SCALABLE GAUSSIAN PROCESS MODELLING OF COUNTS DATA FROM RNA-SEQUENCING EXPERIMENTS

Abstract

The negative binomial distribution has been shown a good model for counts data from both bulk and single-cell RNA-sequencing (RNA-seq). Gaussian process (GP) regression provides a useful non-parametric approach for modeling temporal or spatial changes in gene expression. However, currently available GP regression methods that implement negative binomial likelihood models do not scale to the increasingly large datasets being produced by single-cell technologies. The GPcounts package implements GP regression methods for modelling counts data using negative binomial and zero-inflated negative binomial likelihood functions. Computational efficiency is achieved through the use of variational Bayesian inference. The GP function is used to model changes in the mean of the negative binomial likelihood through a logarithmic link function and the dispersion parameter is fitted by maximum likelihood. We also provide the option of modelling additional dropout using a zero-inflated negative binomial likelihood where the gene-specific drop-out rate is linked to the inferred GP function through a Michaelis-Menten function.
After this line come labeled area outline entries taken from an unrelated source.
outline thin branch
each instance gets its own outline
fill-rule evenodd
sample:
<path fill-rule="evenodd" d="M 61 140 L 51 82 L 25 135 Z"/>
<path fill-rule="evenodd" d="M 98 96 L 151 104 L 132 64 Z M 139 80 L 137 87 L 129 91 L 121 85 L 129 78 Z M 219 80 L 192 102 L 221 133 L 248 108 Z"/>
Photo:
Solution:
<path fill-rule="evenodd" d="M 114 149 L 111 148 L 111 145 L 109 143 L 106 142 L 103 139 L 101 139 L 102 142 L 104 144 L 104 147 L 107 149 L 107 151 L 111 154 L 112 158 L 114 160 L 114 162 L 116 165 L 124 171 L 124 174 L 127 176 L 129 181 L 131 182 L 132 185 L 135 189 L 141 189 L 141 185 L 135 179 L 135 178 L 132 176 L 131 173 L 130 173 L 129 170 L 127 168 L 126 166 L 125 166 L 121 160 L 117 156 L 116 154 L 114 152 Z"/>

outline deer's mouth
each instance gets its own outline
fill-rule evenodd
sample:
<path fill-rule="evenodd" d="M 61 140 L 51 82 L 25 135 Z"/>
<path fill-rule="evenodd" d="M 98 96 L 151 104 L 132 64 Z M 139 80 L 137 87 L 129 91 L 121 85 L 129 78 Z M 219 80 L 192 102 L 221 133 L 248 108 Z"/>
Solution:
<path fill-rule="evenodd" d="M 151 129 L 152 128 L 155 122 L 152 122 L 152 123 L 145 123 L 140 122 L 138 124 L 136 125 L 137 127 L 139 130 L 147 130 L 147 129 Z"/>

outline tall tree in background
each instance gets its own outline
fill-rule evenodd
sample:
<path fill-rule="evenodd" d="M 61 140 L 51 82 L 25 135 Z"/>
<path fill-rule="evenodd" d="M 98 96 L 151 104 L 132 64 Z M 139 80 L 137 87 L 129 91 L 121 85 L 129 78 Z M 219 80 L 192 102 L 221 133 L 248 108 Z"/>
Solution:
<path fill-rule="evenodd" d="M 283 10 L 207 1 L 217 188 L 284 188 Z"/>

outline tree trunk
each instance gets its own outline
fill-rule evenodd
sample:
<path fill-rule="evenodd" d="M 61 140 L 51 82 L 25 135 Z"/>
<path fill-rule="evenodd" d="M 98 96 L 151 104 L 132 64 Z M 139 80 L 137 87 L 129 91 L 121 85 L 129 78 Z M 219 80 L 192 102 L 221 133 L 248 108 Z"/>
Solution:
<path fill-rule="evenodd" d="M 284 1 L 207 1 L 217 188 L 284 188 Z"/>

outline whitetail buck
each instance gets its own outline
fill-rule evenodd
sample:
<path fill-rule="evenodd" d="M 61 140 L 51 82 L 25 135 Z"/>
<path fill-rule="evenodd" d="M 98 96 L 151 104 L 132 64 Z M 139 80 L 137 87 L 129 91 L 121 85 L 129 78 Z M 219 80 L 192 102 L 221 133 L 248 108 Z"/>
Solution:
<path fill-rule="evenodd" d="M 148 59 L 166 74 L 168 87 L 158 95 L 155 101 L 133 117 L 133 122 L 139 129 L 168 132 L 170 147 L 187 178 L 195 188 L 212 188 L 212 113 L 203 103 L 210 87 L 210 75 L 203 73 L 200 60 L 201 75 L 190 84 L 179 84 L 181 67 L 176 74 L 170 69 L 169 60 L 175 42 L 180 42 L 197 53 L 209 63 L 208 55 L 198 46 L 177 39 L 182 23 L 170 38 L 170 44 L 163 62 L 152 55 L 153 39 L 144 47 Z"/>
We validate the method on simulated time course data, showing that it is better able to identify changes in over-dispersed counts data over time than methods based on Gaussian or Poisson likelihoods. To demonstrate temporal inference, we apply GPcounts to single-cell RNA-seq datasets after pseudotime and branching inference. To demonstrate spatial inference, we apply GPcounts to data from the mouse olfactory bulb to identify spatially variable genes and we compare our results to those from a published GP method with a Gaussian likelihood function. Our results show that the GPcounts package can be used to model temporal, spatial, branching and transition in counts data in cases where simpler Gaussian and Poisson likelihoods are unrealistic.